Lagan married an Australian journalist, raised two Australian children, and became a chronicler of the Australian experience: he works now as The Times of London’s Australia correspondent. He occasionally visits New Zealand but has no desire to live there. At some point he realised the snake wasn’t the only one that shed its skin. “I really consider myself an Australian more than anything else now,” he says.
“They knew the policy changes would cause hardship,” says longtime resident, journalist Bernard Lagan of welfare cuts. “But they thought, ‘If it’s too hard, go home.’”

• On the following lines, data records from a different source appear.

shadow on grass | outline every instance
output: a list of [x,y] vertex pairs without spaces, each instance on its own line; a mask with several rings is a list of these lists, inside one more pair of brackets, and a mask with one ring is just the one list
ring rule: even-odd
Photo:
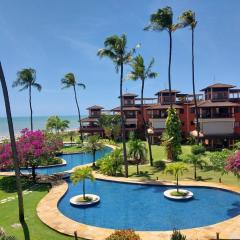
[[[22,190],[31,189],[34,191],[46,191],[49,188],[48,184],[34,184],[28,177],[21,177]],[[6,193],[15,193],[16,179],[14,176],[0,178],[0,190]]]

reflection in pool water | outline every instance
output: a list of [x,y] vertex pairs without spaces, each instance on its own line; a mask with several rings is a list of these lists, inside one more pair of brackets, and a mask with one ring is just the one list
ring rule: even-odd
[[87,193],[97,194],[101,202],[79,208],[69,199],[81,194],[79,183],[59,201],[59,210],[67,217],[88,225],[145,231],[161,231],[201,227],[227,220],[240,214],[240,195],[207,187],[185,187],[194,193],[190,201],[172,201],[163,192],[171,187],[126,184],[97,180],[88,182]]

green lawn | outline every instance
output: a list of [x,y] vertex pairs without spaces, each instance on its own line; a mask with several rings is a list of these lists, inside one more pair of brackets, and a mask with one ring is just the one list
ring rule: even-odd
[[[18,207],[17,199],[10,202],[0,204],[0,226],[9,235],[14,235],[18,240],[31,239],[31,240],[67,240],[73,239],[73,237],[68,237],[54,230],[48,228],[43,224],[36,214],[36,207],[38,202],[47,194],[49,185],[32,185],[26,180],[23,180],[24,189],[32,190],[31,193],[24,195],[24,206],[25,206],[25,219],[26,226],[24,228],[26,233],[26,238],[24,238],[23,229],[20,226],[13,227],[13,224],[18,222]],[[5,199],[10,196],[16,196],[15,182],[13,177],[0,177],[0,200]]]

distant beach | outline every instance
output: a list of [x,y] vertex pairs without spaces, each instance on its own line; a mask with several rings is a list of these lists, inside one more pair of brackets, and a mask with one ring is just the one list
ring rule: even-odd
[[[43,130],[46,128],[46,122],[49,116],[35,116],[33,117],[34,129]],[[70,122],[69,129],[79,128],[77,116],[59,116],[61,119],[68,120]],[[13,118],[15,134],[19,134],[23,128],[30,129],[30,117],[14,117]],[[8,125],[5,117],[0,117],[0,137],[8,137]]]

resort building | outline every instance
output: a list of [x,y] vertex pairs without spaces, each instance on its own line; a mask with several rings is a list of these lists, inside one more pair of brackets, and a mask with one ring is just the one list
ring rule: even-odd
[[[200,123],[200,137],[208,149],[231,147],[240,138],[240,89],[233,85],[217,83],[201,90],[197,94],[197,104]],[[182,122],[183,138],[196,137],[196,119],[193,95],[168,89],[158,91],[156,97],[144,98],[141,109],[141,99],[134,93],[123,94],[123,111],[126,132],[143,133],[142,114],[148,126],[152,142],[160,142],[165,129],[167,109],[172,101],[173,108],[179,114]],[[93,106],[88,108],[89,116],[82,120],[83,133],[104,134],[98,119],[103,108]],[[120,114],[120,106],[110,110],[112,114]]]

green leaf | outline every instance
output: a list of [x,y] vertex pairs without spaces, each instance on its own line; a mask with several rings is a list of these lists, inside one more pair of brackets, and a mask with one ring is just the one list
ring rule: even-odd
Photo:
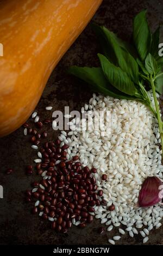
[[155,74],[158,71],[158,63],[151,53],[148,53],[145,59],[145,67],[149,74]]
[[143,63],[139,58],[136,59],[136,61],[137,61],[137,63],[138,65],[140,67],[141,70],[143,72],[143,73],[145,74],[146,75],[148,75],[148,73],[147,72],[147,71],[145,69],[145,67]]
[[[109,53],[105,54],[105,51],[104,55],[108,59],[115,64],[116,66],[117,63],[120,68],[128,74],[133,81],[138,84],[139,69],[137,64],[134,58],[126,51],[122,41],[105,27],[98,27],[96,25],[95,26],[94,25],[93,27],[96,28],[96,32],[98,31],[98,35],[100,33],[105,38],[105,40],[106,39],[109,51],[114,53],[114,61],[112,61],[112,57],[111,57],[109,56]],[[115,56],[116,58],[116,62],[115,61]]]
[[160,27],[156,29],[152,35],[152,42],[150,52],[154,57],[158,56],[159,40]]
[[144,61],[151,49],[152,35],[146,19],[147,10],[139,13],[134,19],[133,39],[142,61]]
[[117,99],[135,99],[134,97],[125,94],[109,85],[101,68],[72,66],[68,69],[68,73],[87,82],[94,92]]
[[163,75],[159,76],[154,81],[155,90],[160,94],[163,94]]
[[157,58],[157,62],[158,65],[162,67],[163,66],[163,57]]
[[111,63],[104,55],[98,53],[98,56],[109,82],[121,92],[130,96],[136,96],[137,91],[127,73]]

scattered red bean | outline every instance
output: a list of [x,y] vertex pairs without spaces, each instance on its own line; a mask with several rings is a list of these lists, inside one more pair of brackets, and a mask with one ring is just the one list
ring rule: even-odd
[[28,124],[28,123],[24,123],[23,124],[23,127],[28,128],[28,127],[29,127],[29,124]]
[[77,160],[78,160],[79,157],[78,156],[74,156],[73,158],[72,158],[73,161],[76,161]]
[[103,195],[103,192],[102,190],[98,190],[98,195],[99,195],[100,197],[102,197]]
[[42,128],[42,126],[43,126],[43,123],[41,123],[41,122],[37,122],[36,123],[36,126],[37,126],[37,127],[38,127],[39,128]]
[[104,228],[102,228],[102,227],[100,227],[99,228],[99,229],[98,229],[98,233],[101,235],[102,233],[103,233],[104,232],[105,230],[104,229]]

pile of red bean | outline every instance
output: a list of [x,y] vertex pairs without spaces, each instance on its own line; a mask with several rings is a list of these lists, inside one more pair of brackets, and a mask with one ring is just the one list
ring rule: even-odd
[[[42,180],[33,182],[26,198],[27,201],[36,201],[33,213],[51,221],[52,229],[66,233],[73,221],[80,221],[80,228],[91,223],[93,206],[106,202],[99,200],[103,191],[97,192],[96,169],[83,168],[78,156],[67,160],[68,146],[60,147],[60,143],[59,140],[46,142],[40,150],[42,162],[36,164],[36,169]],[[27,167],[27,174],[32,170],[32,166]]]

Lagan’s experience is not unique. The Australian government estimates that 670,000 New Zealand citizens live in Australia: enough to fill Hobart three times over. Some arrived as children, others as adults. Most embrace an identity split across the Tasman. They include highly skilled professionals, lauded creatives, miners, office workers, menial labourers. They are a blessing to the Lucky Country.
And yet for decades they have been marginalised. Governments motivated by xenophobia and populism withdrew the social safety net, bricked off the path to citizenship, and tossed out thousands of misbehaving Kiwis — even when those deportees had lived all their life in Oz.

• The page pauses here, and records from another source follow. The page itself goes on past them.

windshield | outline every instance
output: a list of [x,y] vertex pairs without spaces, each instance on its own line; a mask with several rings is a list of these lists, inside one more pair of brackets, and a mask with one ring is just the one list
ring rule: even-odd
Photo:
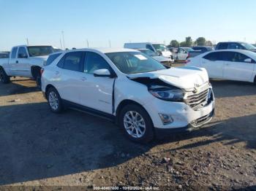
[[256,47],[248,43],[241,43],[246,50],[256,50]]
[[153,52],[152,50],[149,50],[149,49],[146,49],[146,50],[139,50],[141,52],[149,55],[149,56],[158,56],[158,55],[155,52]]
[[127,74],[166,69],[160,63],[139,52],[112,52],[106,55]]
[[28,47],[30,57],[48,55],[51,53],[59,51],[51,46],[31,46]]
[[165,51],[167,50],[167,47],[163,44],[153,44],[153,47],[157,51]]

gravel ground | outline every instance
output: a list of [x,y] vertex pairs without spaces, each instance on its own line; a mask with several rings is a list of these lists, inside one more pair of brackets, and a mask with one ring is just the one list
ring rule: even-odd
[[256,87],[211,83],[211,124],[147,145],[130,142],[105,120],[53,114],[29,79],[0,85],[0,190],[256,190]]

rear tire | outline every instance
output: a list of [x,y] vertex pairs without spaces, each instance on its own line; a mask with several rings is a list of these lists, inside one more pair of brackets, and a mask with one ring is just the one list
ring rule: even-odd
[[119,126],[129,140],[140,144],[153,140],[154,125],[143,107],[135,104],[127,105],[121,110],[118,117]]
[[48,90],[47,100],[50,109],[53,113],[61,113],[63,111],[62,100],[54,87],[50,87]]
[[4,84],[10,82],[10,77],[7,76],[3,68],[0,68],[0,82]]

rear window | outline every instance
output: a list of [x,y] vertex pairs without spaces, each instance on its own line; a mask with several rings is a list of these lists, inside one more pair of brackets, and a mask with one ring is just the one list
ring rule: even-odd
[[49,55],[48,58],[46,61],[46,64],[45,66],[48,66],[50,63],[52,63],[55,59],[56,59],[61,53],[58,53],[58,54],[54,54],[54,55]]

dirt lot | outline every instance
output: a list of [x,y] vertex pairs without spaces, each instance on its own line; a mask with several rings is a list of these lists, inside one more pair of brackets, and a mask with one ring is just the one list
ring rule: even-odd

These governments knew that, despite ANZAC platitudes and the legendary “mateship” so valued by Aussies, Australians still considered Kiwis to be “others”. They also knew those “others” couldn’t punish them at the polls. So, they ignored New Zealand’s cries that their actions were corrosive to the trans-Tasman brotherhood.
Until July, that is, when Anthony Albanese met Jacinda Ardern in Sydney. Albanese, the freshly elected prime minister of a Labor government that intends to be a “source of pride” to Australians, promised flexibility on deportations, new pathways to citizenship, and an end to Kiwis’ “permanently temporary” status.
Ardern called it a “reset” of the trans-Tasman relationship. Behind it lay personal friendship, diplomatic manoeuvring and electoral calculation. But it is unclear whether the shift will stick. For it to do so, Albanese will need to do more than remain in power. He will need to transform Australian politics.